Welcome to the tenth episode of Open Dialog, the podcast for collaborative SEOs and digital marketers. In each and every episode, we’ll be speaking with the best and brightest minds in SEO, digital marketing and beyond to find out how we can work more effectively, efficiently and productively with other teams, departments and clients.
In episode 10, DeepCrawl’s Sam Marsden spoke with Will Critchlow, who is the founder and CEO at Distilled, a digital marketing agency specialising in SEO consulting, creative content and digital PR. Will shared his experiences of developing an SEO testing tool, interpreting the information shared by Google and building trust with development teams.

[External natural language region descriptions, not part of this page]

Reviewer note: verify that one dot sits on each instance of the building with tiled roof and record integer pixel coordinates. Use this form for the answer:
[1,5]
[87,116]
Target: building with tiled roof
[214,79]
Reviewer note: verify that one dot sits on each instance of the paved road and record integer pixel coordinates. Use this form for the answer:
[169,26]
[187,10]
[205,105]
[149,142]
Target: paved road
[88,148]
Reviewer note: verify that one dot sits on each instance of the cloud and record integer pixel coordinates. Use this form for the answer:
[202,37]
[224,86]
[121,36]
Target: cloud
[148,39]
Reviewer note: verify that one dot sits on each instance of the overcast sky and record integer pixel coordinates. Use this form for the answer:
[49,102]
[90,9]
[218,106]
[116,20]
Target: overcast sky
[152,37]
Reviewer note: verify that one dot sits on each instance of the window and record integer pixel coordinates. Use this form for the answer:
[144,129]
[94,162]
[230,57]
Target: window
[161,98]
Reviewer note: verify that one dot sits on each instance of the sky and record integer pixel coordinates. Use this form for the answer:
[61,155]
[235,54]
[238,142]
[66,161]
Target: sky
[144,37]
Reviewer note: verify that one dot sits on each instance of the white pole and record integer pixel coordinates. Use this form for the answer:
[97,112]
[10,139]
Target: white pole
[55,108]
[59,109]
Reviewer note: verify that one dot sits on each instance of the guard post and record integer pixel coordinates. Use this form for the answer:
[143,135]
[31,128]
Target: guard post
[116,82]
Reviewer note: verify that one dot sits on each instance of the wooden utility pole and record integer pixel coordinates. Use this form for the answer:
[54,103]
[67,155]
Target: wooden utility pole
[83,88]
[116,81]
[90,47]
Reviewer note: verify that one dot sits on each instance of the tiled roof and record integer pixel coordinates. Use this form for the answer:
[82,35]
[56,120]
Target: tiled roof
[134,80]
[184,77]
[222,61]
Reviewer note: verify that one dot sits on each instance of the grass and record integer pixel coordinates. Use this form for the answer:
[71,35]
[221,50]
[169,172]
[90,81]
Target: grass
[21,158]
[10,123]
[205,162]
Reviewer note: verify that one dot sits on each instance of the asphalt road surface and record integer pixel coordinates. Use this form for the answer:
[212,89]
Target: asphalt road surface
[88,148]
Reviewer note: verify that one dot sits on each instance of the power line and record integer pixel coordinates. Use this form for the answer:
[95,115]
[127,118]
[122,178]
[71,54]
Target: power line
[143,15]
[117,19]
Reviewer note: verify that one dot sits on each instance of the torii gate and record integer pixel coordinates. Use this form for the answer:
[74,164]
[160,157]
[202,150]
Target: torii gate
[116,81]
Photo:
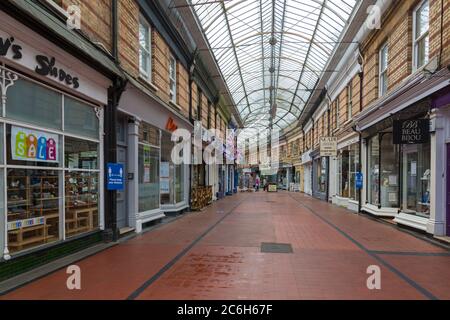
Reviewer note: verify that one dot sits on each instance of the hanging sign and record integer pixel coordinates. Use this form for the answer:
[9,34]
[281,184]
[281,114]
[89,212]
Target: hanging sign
[115,180]
[32,145]
[328,146]
[358,181]
[411,131]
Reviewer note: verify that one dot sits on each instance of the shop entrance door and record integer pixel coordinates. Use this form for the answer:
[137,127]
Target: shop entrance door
[122,217]
[448,189]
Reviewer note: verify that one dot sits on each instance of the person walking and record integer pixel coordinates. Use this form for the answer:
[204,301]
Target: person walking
[257,182]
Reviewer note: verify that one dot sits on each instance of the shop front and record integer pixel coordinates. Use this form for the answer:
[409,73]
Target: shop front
[347,165]
[307,172]
[156,186]
[320,175]
[51,144]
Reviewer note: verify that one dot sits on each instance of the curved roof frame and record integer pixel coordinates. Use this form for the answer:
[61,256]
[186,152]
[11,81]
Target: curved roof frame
[272,53]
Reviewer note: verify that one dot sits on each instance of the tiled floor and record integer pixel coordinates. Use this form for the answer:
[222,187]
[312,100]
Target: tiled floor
[216,254]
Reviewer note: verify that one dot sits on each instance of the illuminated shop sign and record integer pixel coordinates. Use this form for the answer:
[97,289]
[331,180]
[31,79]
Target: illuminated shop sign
[32,145]
[411,131]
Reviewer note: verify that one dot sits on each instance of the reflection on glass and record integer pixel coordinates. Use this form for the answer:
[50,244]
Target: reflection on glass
[33,208]
[81,202]
[148,178]
[81,154]
[32,103]
[416,179]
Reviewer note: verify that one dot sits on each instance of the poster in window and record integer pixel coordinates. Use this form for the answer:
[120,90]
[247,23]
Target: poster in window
[164,186]
[164,170]
[33,145]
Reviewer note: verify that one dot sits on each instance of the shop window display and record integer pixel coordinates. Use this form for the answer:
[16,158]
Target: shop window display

What keeps you excited about SEO?
Will explained that the simple answer is he just keeps finding things that are fascinating and enjoys learning as much as he can about the different elements within SEO. Search has grown and changed at both a technical and societal level and while other elements ebb and flow around it, search has been a constant.
For example, the growth in referrals from social comes and goes, but search constantly remains the majority traffic driver for most websites. Along with this is the business effectiveness side, the fact that it is still the biggest commercial channel for most of the web.
You recently found some discrepancies in Google’s open-source robots.txt parser and built your own tool to overcome those differences. Can you tell us about that?
While preparing for SearchLove London this year, Will was developing some new material around common misconceptions and errors that people make in SEO. He ran some SEO quizzes on Twitter around these misconceptions and was surprised at the level of misunderstanding of a number of these.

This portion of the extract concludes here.